Dear Sirs,
we are currently observing a severe issue on the Ethernet Controller (EMAC).
The following happens from the perspective of our software when we release a Packet Buffer Descriptor (PBD) to the EMAC:
-
The software initializes all fields of the PBD, in particular
-
setting OWNERSHIP,
-
clearing all other flags,
-
setting packet length to 0,
-
setting buffer length to the size of the provided buffer,
-
setting the next pointer to 0;
-
-
The software then sets the next pointer of the last PBD, currently being 0, to the address of the to-be-released PBD;
- The software executes a Data Synchronization Barrier (dsb) instruction;
-
The software then checks whether the channel’s Completed PBD Pointer RXnCP points to a PBD (let’s call it PbdEnd) which has EndOfQueue set AND whether the channel’s RXnHDP is 0
-
If all conditions are true the software checks PbdEnd’s next pointer non-zero AND if true whether next PBD is owned by the EMAC
-
If this is true it will set the channel’s RXnHDP to this PBD
-
Otherwise if the to-be-released PBD is still owned by the EMAC, the software sets the channel’s RXnHDP to this PBD.
-
Otherwise we currently have no free buffer to set RXnHDP to, expecting that the software will process and then release another filled PBD
Nevertheless, in rare conditions. when having heavier reception load on the EMAC receive channel. the channel is stopped with MACSTATUS.RXERRCODE set to “Ownership bit not set in SOP buffer” which means that although RXnHDP is 0 AND the software has checked that the PBD that is to be assigned to RXnHDP is still owned by the EMAC, the EMAC will find the PBD already owned by the software when the EMAC next examines the RXnHDP, i.e. we have no clear rule to determine whether the EMAC is currently processing this PBD prior to setting RXnHDP to this PBD.
Could you please provide us with the following information:
- What is the exact order of activities that the EMAC is performing in processing a PBD, beginning with detecting that an Ethernet packet is arriving to the point in time where the EMAC clears the Ownership flag and sets RXnCP, preferably with timing information and information which activities are performed in atomic read-modify-writes?
-
What is the proper way to handle the above described problem?

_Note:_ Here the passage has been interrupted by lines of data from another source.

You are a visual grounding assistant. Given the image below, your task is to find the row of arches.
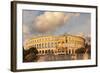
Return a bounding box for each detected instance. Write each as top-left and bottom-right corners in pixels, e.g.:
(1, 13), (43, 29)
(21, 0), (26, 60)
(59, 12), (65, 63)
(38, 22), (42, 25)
(33, 42), (57, 49)
(38, 49), (54, 55)
(38, 49), (76, 55)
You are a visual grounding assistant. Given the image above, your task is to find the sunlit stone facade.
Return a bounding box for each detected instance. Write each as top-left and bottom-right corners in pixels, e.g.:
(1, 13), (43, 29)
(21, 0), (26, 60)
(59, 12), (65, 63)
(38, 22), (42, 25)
(24, 34), (85, 55)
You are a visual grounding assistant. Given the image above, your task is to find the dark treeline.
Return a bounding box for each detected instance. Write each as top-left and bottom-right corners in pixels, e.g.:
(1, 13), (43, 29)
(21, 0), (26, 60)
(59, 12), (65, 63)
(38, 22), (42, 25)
(75, 43), (91, 54)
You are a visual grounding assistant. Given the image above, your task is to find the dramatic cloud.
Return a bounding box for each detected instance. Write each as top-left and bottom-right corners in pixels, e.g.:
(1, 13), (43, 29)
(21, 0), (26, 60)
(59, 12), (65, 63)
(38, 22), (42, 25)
(33, 12), (80, 33)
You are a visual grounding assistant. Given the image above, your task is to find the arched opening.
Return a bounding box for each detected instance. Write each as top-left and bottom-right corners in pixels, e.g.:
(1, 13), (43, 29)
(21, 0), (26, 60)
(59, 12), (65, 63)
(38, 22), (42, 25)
(42, 43), (44, 48)
(45, 50), (47, 54)
(51, 50), (54, 54)
(69, 49), (71, 55)
(48, 49), (50, 55)
(62, 50), (64, 53)
(42, 50), (44, 54)
(66, 49), (68, 55)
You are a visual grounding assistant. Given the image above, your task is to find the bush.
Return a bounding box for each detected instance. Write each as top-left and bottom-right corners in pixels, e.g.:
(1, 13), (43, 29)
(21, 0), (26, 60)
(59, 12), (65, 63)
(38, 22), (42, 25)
(75, 47), (85, 54)
(23, 47), (38, 62)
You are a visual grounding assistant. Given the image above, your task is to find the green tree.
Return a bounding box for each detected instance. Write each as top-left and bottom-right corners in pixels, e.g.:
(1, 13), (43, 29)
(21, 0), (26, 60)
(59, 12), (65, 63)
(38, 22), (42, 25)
(29, 47), (38, 55)
(23, 47), (38, 62)
(75, 47), (85, 54)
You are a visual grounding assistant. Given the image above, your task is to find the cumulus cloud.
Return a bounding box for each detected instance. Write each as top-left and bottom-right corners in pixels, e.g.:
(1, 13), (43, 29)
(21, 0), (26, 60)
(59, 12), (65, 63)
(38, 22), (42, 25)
(33, 12), (80, 33)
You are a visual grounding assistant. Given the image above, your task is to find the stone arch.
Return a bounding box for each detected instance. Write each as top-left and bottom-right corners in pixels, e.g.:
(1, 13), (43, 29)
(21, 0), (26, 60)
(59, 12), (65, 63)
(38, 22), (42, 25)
(66, 49), (68, 54)
(42, 50), (44, 54)
(48, 49), (51, 54)
(69, 49), (71, 54)
(45, 50), (47, 54)
(38, 50), (41, 55)
(51, 49), (54, 54)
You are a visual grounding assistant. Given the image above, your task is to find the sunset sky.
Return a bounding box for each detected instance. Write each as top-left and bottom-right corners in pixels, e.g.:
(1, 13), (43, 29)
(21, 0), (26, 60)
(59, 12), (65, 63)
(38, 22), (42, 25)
(22, 10), (91, 42)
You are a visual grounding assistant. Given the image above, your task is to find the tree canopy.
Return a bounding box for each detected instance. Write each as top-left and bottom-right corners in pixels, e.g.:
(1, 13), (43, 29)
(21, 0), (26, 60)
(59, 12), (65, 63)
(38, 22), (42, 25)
(75, 47), (85, 54)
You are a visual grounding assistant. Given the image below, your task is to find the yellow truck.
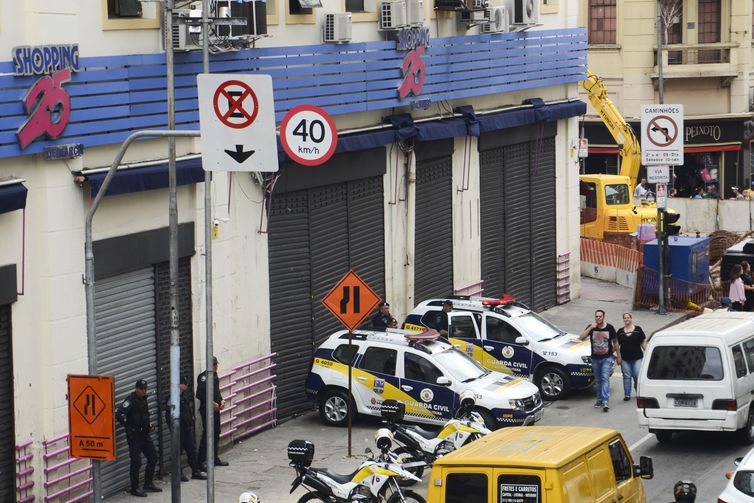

This issue is really severe to us, as the Technical Reference Manual states having a non-zero value of MACSTATUS.TXERRCODE requires a hardware reset (cf. TMS570LC43x TRM May 2014, sec. 32.5.30, Table 32-69, Field TXERRCODE: “Transmit host error code. These bits indicate that EMAC detected transmit DMA related host errors. The host should read this field after a host error interrupt (HOSTPEND) to determine the error. Host error interrupts require hardware reset in order to recover. …”).
With best regards
Martin